Giving was what they did Saturday, Feb. 21, when 10 of them spent four hours doing landscape work for two elderly men who were no longer able to keep their Bellingham lawn neat.
The idea is to involve soldiers in larger efforts, to provide structure, to let them once more feel like they're working side by side in a shared cause, to let veterans help veterans.
"We're giving back, and I think we're taking some of that for ourselves. Not in a selfish way," Powell said, "but it's giving us something, giving us a mission again."
Pereira hopes such efforts bring people together.
"We're trying to break down the barrier between soldiers and civilians. We're trying to tear down stereotypes between the two," he said.
Their help is needed.
"I appreciate their time and just how great they are. They really want to make a difference," said Aly Hoover, director of the Whatcom Volunteer Chore Program.
The veterans did their two community service projects for the Chore Program, which helps the elderly and the disabled stay in their homes by assisting with cleaning, yard work, minor repairs, errands and transportation.
Hoover said she especially appreciated their efforts because as veterans, they've already given so much of themselves.
"We're blessed to have them," she said.
Pereira knows how important it is for veterans to be engaged and to once again feel like they're part of something.

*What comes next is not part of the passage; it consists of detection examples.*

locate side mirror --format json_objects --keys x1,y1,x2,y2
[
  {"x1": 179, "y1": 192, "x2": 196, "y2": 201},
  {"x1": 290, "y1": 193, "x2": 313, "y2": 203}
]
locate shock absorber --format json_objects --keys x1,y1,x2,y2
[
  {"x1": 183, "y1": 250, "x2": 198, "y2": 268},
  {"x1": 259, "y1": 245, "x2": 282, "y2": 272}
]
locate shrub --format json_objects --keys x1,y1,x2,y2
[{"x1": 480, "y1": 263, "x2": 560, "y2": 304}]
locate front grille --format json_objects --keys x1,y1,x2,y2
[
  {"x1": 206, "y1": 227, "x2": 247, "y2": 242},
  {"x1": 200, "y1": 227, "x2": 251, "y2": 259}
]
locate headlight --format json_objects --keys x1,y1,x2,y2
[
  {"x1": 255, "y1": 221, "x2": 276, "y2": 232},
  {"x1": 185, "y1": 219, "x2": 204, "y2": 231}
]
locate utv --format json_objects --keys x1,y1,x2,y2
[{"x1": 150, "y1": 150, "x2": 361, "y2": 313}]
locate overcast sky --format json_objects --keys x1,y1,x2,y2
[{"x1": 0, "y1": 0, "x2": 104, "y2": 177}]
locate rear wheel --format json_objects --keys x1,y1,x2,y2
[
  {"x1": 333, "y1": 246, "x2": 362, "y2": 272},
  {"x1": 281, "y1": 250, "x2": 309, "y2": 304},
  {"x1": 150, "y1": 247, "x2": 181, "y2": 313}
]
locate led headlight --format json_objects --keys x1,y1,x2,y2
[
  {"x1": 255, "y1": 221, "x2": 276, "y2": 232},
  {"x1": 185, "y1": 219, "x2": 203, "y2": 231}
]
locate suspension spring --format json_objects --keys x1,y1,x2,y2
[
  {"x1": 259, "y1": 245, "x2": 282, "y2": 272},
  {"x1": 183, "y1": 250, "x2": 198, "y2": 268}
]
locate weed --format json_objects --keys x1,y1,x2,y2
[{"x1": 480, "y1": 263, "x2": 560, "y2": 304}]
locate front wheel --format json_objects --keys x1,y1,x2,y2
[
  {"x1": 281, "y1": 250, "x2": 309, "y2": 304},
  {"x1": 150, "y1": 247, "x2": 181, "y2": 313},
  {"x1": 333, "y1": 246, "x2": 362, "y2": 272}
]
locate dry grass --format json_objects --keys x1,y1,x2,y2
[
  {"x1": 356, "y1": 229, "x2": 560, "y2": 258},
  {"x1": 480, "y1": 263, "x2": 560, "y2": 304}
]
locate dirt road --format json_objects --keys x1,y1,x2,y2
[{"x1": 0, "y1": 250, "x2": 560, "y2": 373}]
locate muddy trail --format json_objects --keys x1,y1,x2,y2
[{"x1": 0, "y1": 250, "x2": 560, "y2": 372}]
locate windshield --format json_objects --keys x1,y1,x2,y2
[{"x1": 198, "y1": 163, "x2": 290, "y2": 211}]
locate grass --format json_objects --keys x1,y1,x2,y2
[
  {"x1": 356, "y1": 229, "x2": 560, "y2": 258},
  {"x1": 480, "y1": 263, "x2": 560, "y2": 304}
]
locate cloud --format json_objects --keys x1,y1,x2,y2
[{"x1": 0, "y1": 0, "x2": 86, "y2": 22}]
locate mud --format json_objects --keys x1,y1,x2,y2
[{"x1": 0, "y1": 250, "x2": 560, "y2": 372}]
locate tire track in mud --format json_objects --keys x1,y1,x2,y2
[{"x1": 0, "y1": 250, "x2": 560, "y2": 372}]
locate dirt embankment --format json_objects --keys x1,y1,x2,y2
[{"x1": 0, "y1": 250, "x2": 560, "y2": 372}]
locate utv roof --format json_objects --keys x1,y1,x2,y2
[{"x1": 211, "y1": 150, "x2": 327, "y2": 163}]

He struggled with such issues when he came home in 2007, after his military service and a year as a private contractor in Iraq.
"As combat veterans, we have left one battlefield for another," he said.
During his struggle to understand what was happening, Pereira said he cut himself off from other people who cared about him. He isolated himself into his living. He couldn't bear to sleep in his bed. A scene from a movie he saw in a theater trigged a panic attack.
"I walked out a different person," he recalled.
But with the help of the late Tim Nelson, a U.S. Marine Corps veteran who served three tours in Iraq, Pereira started to find his way again.
"He got me active. He got me engaged," Pereira said of Nelson, who had been president of the Bellingham chapter of Veterans of Modern Warfare.
Now, Pereira is trying to do the same for other veterans.